Lo smart working nella Pubblica amministrazione
Il 33% dei dipendenti della Pubblica amministrazione nel secondo trimestre del 2020 ha fatto ricorso al lavoro da remoto almeno una volta a settimana. Una crescita esponenziale rispetto al 2,4% del 2019, eppure “l’uso dello smart-working è stato limitato da diversi fattori”, evidenzia Bankitalia, parlando di “un limite ‘naturale’ alla telelavorabilità di alcune funzioni del settore pubblico”, ma soprattutto di un limite legato “a ridotte competenze del personale”.
“In media, a fronte di un potenziale di smart working nei servizi pubblici pari a circa il 36 per cento - continua il report - l’utilizzo effettivo nei mesi della pandemia è stato del 33 per cento”. Prendendo in considerazione la PA in senso stretto, il tasso potenziale era pari al 53%, mentre l’utilizzo effettivo ha toccato appena il 30%.

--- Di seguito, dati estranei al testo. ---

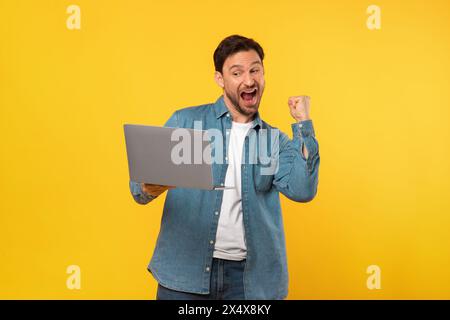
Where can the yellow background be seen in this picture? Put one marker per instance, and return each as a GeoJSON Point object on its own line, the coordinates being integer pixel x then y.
{"type": "Point", "coordinates": [380, 106]}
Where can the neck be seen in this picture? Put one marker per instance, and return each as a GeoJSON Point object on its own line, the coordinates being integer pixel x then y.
{"type": "Point", "coordinates": [235, 114]}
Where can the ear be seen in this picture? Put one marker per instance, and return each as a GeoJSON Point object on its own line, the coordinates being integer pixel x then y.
{"type": "Point", "coordinates": [219, 79]}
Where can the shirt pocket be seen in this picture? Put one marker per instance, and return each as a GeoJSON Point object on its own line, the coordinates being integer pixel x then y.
{"type": "Point", "coordinates": [262, 177]}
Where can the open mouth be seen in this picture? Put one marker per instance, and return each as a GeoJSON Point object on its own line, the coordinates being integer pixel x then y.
{"type": "Point", "coordinates": [248, 95]}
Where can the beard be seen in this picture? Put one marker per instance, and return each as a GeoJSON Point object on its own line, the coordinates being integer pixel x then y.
{"type": "Point", "coordinates": [235, 99]}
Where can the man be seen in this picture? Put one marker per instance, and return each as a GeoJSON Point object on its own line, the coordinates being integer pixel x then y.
{"type": "Point", "coordinates": [229, 244]}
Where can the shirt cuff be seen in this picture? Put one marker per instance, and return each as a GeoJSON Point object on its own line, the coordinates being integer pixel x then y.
{"type": "Point", "coordinates": [303, 129]}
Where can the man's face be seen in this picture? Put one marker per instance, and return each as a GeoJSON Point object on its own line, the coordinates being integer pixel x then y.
{"type": "Point", "coordinates": [242, 80]}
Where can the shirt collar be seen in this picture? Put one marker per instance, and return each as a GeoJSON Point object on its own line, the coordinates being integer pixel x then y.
{"type": "Point", "coordinates": [220, 108]}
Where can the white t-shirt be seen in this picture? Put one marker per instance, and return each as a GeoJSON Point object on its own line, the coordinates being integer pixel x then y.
{"type": "Point", "coordinates": [230, 238]}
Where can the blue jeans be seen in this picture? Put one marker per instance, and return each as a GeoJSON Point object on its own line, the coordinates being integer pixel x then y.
{"type": "Point", "coordinates": [227, 283]}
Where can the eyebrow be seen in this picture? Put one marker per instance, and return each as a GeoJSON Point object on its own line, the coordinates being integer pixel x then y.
{"type": "Point", "coordinates": [238, 65]}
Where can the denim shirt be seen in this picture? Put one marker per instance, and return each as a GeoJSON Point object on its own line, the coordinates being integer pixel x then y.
{"type": "Point", "coordinates": [184, 250]}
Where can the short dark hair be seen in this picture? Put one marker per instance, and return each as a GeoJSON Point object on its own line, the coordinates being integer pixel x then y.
{"type": "Point", "coordinates": [233, 44]}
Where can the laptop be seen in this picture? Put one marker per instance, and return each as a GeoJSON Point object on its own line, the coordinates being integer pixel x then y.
{"type": "Point", "coordinates": [156, 156]}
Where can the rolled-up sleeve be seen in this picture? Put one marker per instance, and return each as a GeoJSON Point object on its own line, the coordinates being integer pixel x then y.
{"type": "Point", "coordinates": [297, 176]}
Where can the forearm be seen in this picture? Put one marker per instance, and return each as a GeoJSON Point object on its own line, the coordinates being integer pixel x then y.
{"type": "Point", "coordinates": [299, 160]}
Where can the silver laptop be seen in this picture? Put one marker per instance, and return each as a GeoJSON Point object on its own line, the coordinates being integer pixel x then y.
{"type": "Point", "coordinates": [150, 151]}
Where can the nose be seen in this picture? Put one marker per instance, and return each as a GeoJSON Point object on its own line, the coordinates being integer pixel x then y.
{"type": "Point", "coordinates": [248, 80]}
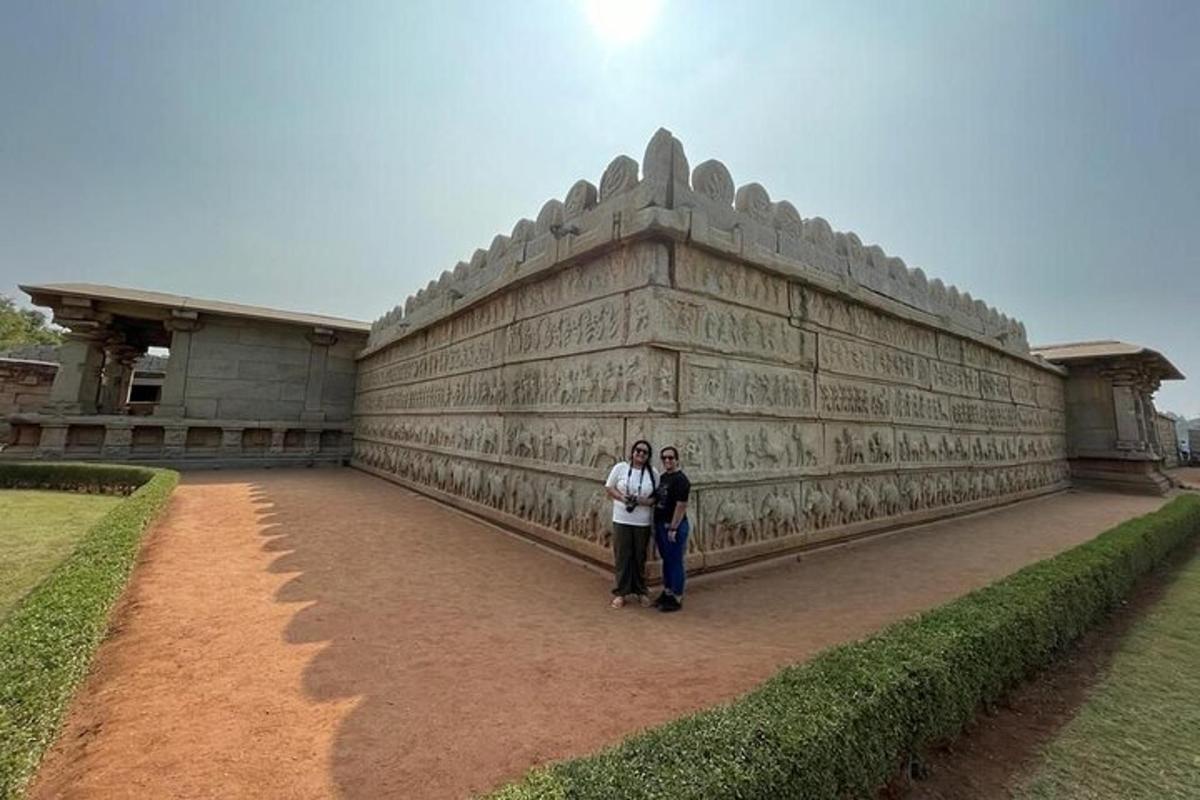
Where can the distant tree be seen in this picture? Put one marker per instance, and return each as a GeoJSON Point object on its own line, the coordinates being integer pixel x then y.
{"type": "Point", "coordinates": [24, 325]}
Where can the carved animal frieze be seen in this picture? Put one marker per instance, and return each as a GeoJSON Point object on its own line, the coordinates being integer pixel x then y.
{"type": "Point", "coordinates": [718, 277]}
{"type": "Point", "coordinates": [738, 386]}
{"type": "Point", "coordinates": [865, 360]}
{"type": "Point", "coordinates": [673, 318]}
{"type": "Point", "coordinates": [858, 320]}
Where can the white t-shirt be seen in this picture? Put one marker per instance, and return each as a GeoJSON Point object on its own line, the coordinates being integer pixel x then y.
{"type": "Point", "coordinates": [631, 480]}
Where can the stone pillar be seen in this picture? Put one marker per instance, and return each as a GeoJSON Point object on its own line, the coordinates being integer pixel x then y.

La smart working “fatigue”
Lo smart working avrà anche salvato salari e occupazione, ma secondo un’indagine condotta dai dipartimenti di Psicologia e di Scienze Statistiche dell’Università Cattolica del Sacro Cuore di Milano ha avuto anche effetti negativi sulla salute mentale e fisica dei lavoratori. Lo studio ha tracciato un bilancio dell'esperienza dei docenti universitari italiani dopo nove mesi di lavoro da remoto, concentrandosi sull’impatto che il passaggio dal lavoro in presenza a quello a distanza ha avuto sulla loro vita personale.
La maggioranza degli intervistati (il 55%) ha lamentato un’interferenza tra vita privata e vita lavorativa e una difficoltà a mantenere in equilibrio le due cose. Il 65% dei docenti intervistati ha dichiarato di aver lavorato anche in orari o giornate non lavorative, mentre il 67% ha percepito che la propria vita personale è stata aggredita dalle tecnologie.
Per quanto riguarda l’emersione di sintomi psicosomatici, il 66% ha avuto frequenti tensioni muscolari, il 61% sbalzi d’umore e irritabilità improvvisa, il 55% difficoltà a prendere sonno, il 50% disturbi alla vista e alla voce, il 62% difficoltà di concentrazione.
Tuttavia, nonostante la smart working fatigue si sia fatta sentire, la maggioranza dei partecipanti continua a sentirsi orgogliosa del proprio lavoro (84%) e a considerarlo pieno di significati e di obiettivi (73%).